Three of them are offensive coordinators Mike Sheppard (Saints), Norm Chow (Titans) and Ted Tollner (Lions) and three of them are head coaches (and former offensive coordinators) Brian Billick (Ravens), Andy Reid (Eagles) and Mike Holmgren (Seahawks). The three head coaches have each taken teams to the Super Bowl.
All of the above coached at BYU during one golden seven-year run. No wonder the Cougars' record during that stretch was 75-14 with seven conference championships and one national championship.
All of them have backgrounds in offensive football and the passing game, which is to be expected from a group who cut their teeth at Quarterback/Pass U. (although the Ravens have not demonstrated much offense under Billick, the former BYU tight end did once oversee the prolific Minnesota Viking offense, which set an NFL scoring record while he was there).
If you wanted to carry things even further, Bart Andrus, a former assistant with the Tennessee Titans, is head coach of the Amsterdam Admirals, the newly crowned champions of NFL Europe. Jim Lind is a linebacker coach under Holmgren with the Seahawks.
This is to say nothing about ex-BYU coaches from the Edwards era who formerly coached in the NFL Wally English and the late, great Doug Scovil were offensive coordinators, and Dwaine Painter bounced around the NFL for years among a variety of offensive assistants' jobs.
The Quarterback Factory turned out some of the game's top coaches on the side, it turns out.
"We not only had a good run of (player) talent," says legendary former head coach LaVell Edwards, "but we had a good run of coaches, too.
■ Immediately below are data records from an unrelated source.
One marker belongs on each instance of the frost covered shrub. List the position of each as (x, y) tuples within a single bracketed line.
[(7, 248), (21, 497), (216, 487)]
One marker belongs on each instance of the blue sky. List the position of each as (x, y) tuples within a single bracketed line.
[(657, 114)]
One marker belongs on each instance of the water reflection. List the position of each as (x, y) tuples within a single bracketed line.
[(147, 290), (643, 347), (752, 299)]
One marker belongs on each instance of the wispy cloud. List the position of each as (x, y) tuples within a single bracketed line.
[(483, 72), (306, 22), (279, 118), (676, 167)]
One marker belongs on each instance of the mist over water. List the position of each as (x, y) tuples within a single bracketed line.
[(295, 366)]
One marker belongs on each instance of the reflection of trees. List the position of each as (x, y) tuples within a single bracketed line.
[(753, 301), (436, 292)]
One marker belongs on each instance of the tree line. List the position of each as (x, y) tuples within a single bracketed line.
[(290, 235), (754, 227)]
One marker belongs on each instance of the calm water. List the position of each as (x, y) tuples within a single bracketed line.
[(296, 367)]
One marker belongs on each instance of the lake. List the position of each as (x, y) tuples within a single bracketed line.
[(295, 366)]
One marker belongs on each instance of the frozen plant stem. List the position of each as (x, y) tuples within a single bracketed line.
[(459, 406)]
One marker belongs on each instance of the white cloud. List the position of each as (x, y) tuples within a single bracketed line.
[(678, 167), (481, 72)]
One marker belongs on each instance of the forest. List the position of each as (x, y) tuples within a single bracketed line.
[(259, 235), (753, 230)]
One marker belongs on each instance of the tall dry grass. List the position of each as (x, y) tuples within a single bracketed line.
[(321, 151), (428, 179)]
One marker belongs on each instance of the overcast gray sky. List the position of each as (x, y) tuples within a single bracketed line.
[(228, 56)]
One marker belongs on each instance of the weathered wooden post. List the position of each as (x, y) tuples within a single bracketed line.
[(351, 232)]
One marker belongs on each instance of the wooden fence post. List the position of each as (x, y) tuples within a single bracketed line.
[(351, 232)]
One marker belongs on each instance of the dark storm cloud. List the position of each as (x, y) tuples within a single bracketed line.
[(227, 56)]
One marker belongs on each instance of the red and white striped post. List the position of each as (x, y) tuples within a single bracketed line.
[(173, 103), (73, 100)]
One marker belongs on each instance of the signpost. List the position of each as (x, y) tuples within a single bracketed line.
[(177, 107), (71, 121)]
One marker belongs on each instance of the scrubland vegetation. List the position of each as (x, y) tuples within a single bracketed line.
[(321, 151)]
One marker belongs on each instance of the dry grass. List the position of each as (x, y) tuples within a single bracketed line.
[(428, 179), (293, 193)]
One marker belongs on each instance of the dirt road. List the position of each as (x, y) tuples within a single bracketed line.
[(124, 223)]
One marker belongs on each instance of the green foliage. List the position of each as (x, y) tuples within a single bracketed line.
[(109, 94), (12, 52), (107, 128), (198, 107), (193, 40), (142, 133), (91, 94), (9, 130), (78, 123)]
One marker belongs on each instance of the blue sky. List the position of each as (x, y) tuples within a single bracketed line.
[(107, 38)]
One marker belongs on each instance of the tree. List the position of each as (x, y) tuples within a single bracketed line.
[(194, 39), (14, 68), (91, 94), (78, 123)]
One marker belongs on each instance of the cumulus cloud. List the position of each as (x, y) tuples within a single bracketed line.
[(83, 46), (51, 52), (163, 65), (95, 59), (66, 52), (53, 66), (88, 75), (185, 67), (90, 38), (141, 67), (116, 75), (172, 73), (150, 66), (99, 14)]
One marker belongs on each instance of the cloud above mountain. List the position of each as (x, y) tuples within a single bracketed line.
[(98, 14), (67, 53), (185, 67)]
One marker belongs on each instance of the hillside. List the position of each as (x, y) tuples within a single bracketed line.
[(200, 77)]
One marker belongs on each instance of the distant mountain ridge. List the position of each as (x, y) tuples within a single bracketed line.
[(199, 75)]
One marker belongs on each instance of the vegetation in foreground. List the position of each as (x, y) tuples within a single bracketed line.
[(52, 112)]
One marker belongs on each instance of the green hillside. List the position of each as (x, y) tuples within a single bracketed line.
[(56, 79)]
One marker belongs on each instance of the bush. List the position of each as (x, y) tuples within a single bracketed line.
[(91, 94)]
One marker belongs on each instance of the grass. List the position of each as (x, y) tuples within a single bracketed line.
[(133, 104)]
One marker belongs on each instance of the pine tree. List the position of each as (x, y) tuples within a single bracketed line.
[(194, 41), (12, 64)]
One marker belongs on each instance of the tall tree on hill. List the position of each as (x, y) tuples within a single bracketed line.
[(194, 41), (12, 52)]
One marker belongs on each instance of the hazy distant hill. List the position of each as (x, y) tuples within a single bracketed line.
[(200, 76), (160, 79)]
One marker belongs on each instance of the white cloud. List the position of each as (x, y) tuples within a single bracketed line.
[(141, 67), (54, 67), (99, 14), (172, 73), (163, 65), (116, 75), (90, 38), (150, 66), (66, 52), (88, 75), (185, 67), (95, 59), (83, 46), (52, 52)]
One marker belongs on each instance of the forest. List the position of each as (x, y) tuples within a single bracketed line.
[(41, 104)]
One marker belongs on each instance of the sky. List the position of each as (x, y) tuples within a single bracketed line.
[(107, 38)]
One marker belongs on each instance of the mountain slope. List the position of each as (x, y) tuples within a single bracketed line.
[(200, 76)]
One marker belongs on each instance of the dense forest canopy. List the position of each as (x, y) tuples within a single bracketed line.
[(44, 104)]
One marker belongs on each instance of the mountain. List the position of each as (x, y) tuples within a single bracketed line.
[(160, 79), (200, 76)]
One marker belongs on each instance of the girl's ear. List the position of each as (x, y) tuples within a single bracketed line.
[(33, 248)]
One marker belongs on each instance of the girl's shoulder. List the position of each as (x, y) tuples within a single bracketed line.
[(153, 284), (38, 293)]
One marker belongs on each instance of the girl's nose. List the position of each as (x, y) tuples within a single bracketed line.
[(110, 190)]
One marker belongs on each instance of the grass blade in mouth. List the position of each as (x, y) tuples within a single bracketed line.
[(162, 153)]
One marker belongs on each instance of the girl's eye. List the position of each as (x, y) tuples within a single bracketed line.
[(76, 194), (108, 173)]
And for the most part, (BYU) is where most of them got their start of really having good experience. Except for Scovil and Tollner, none of them had had much experience."
Edwards had a knack for choosing assistant coaches. Sheppard, Chow, Billick and Reid began collegiate coaching careers as graduate assistants at BYU. Reid was going to become a doctor until Edwards asked him, "Have you thought about being a coach? You'd be a good one."